But what a great win, we played like contenders tonight shutting the Sixers down like that. As far as I'm concerned we can keep this rotation for the rest of the season, with Yao taking up Deke's minutes when he comes back.


----------



## zackredsox (Jan 24, 2007)

Final
*76ers* 84
*Rockets* 105

76ers Game Leaders
*PTS:* A.Iguodala 19
*REB:* S.Dalembert 11
*ASST:* A.Iguodala 4
*ASST:* L.Williams 4
Rockets Game Leaders
*PTS:* T.McGrady 25
*REB:* D.Mutombo 9
*REB:* J.Howard 9
*ASST:* R.Alston 9

Fouls
*76ers* 12
*Rockets* 16


----------



## OneBadLT123 (Oct 4, 2005)

what a whooping...


----------



## Yao Mania (Aug 4, 2003)

Just saw the highlights, can't believe Deke had a throwdown! (then again he's just been unbelievable all season, period)

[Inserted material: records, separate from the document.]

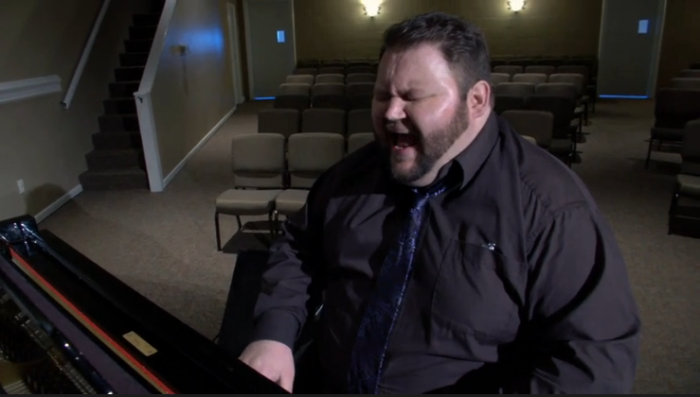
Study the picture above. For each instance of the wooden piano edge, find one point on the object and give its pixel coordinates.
(26, 227)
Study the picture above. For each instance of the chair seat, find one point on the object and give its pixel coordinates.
(291, 201)
(560, 146)
(246, 202)
(667, 134)
(530, 139)
(689, 185)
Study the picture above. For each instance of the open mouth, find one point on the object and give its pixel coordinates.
(404, 141)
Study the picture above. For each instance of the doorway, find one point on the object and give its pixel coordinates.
(236, 64)
(270, 45)
(630, 44)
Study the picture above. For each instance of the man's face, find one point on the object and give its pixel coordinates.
(417, 110)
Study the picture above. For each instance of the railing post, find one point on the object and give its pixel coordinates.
(85, 56)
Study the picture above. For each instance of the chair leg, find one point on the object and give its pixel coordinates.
(646, 164)
(218, 232)
(672, 210)
(276, 222)
(273, 224)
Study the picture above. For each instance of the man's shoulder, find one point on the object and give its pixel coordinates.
(546, 181)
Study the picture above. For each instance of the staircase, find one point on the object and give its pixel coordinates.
(117, 161)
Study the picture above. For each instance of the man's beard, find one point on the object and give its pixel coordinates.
(429, 149)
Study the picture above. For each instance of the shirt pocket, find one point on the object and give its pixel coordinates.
(471, 300)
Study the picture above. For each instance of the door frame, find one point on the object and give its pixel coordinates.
(654, 72)
(235, 48)
(652, 79)
(249, 51)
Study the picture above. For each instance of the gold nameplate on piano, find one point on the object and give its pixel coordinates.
(140, 344)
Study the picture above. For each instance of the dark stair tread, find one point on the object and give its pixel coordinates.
(117, 171)
(117, 140)
(115, 152)
(119, 115)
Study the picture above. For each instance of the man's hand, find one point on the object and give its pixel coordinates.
(274, 360)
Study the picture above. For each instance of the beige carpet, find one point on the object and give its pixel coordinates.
(163, 244)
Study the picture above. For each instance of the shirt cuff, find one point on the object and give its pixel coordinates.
(279, 326)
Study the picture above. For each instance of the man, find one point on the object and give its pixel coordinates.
(454, 256)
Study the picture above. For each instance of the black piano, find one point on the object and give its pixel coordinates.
(68, 326)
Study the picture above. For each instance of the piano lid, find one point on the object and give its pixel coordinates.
(145, 340)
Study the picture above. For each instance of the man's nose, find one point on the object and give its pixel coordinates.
(396, 110)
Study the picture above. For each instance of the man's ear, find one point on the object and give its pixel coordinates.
(479, 98)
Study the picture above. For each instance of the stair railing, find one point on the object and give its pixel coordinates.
(78, 73)
(144, 105)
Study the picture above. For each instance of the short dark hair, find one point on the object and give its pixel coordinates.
(462, 44)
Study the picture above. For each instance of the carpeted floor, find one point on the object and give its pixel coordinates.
(163, 244)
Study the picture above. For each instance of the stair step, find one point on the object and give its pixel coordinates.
(120, 105)
(147, 19)
(142, 32)
(157, 6)
(131, 73)
(133, 59)
(105, 160)
(119, 122)
(138, 45)
(122, 140)
(123, 89)
(126, 179)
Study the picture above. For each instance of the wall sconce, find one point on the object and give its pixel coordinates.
(372, 7)
(516, 5)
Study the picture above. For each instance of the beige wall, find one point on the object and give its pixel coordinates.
(40, 142)
(192, 93)
(327, 29)
(681, 44)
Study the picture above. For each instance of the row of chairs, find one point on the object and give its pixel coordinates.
(495, 61)
(688, 180)
(291, 121)
(590, 61)
(687, 79)
(673, 109)
(544, 69)
(567, 130)
(688, 83)
(576, 79)
(337, 70)
(317, 63)
(331, 78)
(272, 174)
(324, 95)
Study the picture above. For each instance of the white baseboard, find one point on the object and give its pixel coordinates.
(53, 207)
(194, 150)
(18, 90)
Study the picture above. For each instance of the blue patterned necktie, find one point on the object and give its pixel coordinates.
(369, 350)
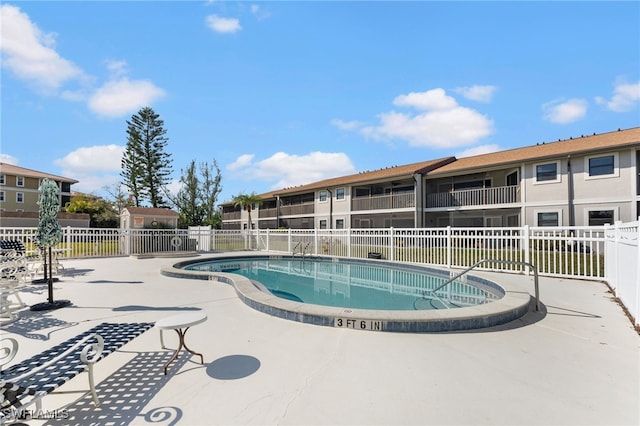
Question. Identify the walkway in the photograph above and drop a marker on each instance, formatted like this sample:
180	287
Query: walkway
575	363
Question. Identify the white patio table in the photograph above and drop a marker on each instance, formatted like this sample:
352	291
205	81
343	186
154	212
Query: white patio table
180	323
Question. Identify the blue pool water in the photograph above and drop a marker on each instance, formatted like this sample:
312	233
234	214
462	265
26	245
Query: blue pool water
354	284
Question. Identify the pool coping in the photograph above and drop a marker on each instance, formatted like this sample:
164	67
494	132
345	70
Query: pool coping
513	305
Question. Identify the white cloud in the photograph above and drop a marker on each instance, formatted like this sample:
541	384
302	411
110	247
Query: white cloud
94	183
259	12
346	125
560	112
626	97
94	167
99	158
117	68
441	122
119	97
477	93
223	25
286	170
445	124
242	161
435	99
30	54
8	159
478	150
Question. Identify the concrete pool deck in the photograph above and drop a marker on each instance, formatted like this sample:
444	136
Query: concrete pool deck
576	362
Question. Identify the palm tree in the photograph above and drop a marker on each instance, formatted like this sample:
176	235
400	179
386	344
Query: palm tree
247	201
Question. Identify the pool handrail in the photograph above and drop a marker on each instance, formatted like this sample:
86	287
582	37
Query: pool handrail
509	262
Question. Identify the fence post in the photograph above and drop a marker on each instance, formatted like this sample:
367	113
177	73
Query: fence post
637	310
315	241
526	236
449	244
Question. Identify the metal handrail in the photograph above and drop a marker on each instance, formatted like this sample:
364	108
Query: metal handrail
303	250
508	262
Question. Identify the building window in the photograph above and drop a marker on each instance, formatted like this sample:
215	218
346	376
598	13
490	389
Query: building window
602	166
547	172
548	219
601	217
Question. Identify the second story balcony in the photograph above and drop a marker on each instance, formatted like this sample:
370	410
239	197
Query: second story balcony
267	212
475	197
231	215
297	209
382	202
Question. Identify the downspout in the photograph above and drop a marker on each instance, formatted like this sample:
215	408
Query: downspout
330	208
572	219
419	197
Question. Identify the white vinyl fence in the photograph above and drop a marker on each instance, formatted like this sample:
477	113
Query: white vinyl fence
564	251
622	264
603	253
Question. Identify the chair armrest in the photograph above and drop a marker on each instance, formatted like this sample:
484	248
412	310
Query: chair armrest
7	353
90	354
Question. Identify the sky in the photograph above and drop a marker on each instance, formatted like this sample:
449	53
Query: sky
284	93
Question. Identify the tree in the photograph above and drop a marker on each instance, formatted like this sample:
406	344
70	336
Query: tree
146	167
48	235
247	201
211	188
119	199
198	194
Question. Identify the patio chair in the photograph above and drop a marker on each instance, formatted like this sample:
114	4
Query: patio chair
26	383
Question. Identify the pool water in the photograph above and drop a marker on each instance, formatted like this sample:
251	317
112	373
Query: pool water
352	284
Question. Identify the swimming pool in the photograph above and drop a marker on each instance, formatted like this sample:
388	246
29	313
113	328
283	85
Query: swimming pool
500	303
350	284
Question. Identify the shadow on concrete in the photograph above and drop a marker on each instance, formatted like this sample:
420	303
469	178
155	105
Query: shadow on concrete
128	308
570	312
124	395
74	272
29	322
233	367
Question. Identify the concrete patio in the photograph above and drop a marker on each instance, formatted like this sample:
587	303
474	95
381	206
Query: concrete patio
577	362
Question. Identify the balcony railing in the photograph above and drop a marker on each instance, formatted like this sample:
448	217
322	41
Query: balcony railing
297	209
381	202
231	215
267	212
475	197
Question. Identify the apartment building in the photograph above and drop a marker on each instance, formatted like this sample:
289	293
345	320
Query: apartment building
587	180
19	197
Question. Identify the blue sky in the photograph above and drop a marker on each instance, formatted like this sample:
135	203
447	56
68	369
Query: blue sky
286	93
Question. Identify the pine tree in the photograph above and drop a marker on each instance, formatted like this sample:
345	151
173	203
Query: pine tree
146	167
198	194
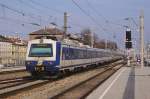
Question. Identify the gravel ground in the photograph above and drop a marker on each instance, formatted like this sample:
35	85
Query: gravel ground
13	75
50	89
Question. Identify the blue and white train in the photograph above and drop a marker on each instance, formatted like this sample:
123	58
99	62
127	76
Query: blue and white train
49	56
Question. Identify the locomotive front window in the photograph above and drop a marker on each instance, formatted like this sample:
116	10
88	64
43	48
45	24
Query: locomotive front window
41	50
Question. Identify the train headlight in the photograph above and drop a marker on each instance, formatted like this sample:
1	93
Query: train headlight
28	63
50	63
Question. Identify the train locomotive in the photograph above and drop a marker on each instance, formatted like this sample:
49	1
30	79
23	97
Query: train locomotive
50	57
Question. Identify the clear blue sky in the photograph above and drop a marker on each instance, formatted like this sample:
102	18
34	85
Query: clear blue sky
46	11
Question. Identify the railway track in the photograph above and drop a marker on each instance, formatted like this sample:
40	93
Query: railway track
84	88
13	86
21	85
7	83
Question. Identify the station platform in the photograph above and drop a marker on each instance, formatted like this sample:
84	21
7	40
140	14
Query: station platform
126	83
12	69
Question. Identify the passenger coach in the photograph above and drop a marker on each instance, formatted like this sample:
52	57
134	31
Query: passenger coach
50	57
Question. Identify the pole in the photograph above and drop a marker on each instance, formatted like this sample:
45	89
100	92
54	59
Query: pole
142	38
65	24
92	39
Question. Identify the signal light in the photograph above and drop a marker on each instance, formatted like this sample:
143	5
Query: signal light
128	44
128	35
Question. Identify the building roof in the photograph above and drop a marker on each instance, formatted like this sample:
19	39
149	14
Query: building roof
48	31
4	39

T-Mac looking silky smooth again. Man I'm loving how our team looks right now


----------



## edwardcyh (Dec 13, 2005)

I just wanted to say that I am extremely excited to see Houston climbing the ranks without Yao. It's incredible! All 3 Texas teams in top 5 in the West.... and of course better than ANY team from the East. lol...


----------



## hroz (Mar 4, 2006)

Good win by all accounts.

Cleared the bench but its not like the 76ers are a playoff team. 

Proud of our run though this is impressive into 5th spot.


----------



## edyzbasketball (Nov 16, 2005)

Great job for pulling another win.

JVG said:



> "The fourth quarter is totally unacceptable,'' he said. "That's why I never want to hear somebody else tell me they want to play more.''


This is not good.


----------



## Yao Mania (Aug 4, 2003)

edyzbasketball said:


> Great job for pulling another win.
> 
> JVG said:
> 
> ...


He's right though, the 4th Q was pretty bad. VSpan and Novak failed to prove that they deserve any significant increase in playing time, they'd just be liabilities to us right now, Span with his TOs and Novak with his poor D. Our 8 man rotation is fine right now, expanded to 9 when Yao returns, and some minutes for Snyder when he's ready to go.


----------



## edyzbasketball (Nov 16, 2005)

Yeah, ok, I agree. But you got to have more PT if you want them to contribute and play better.


----------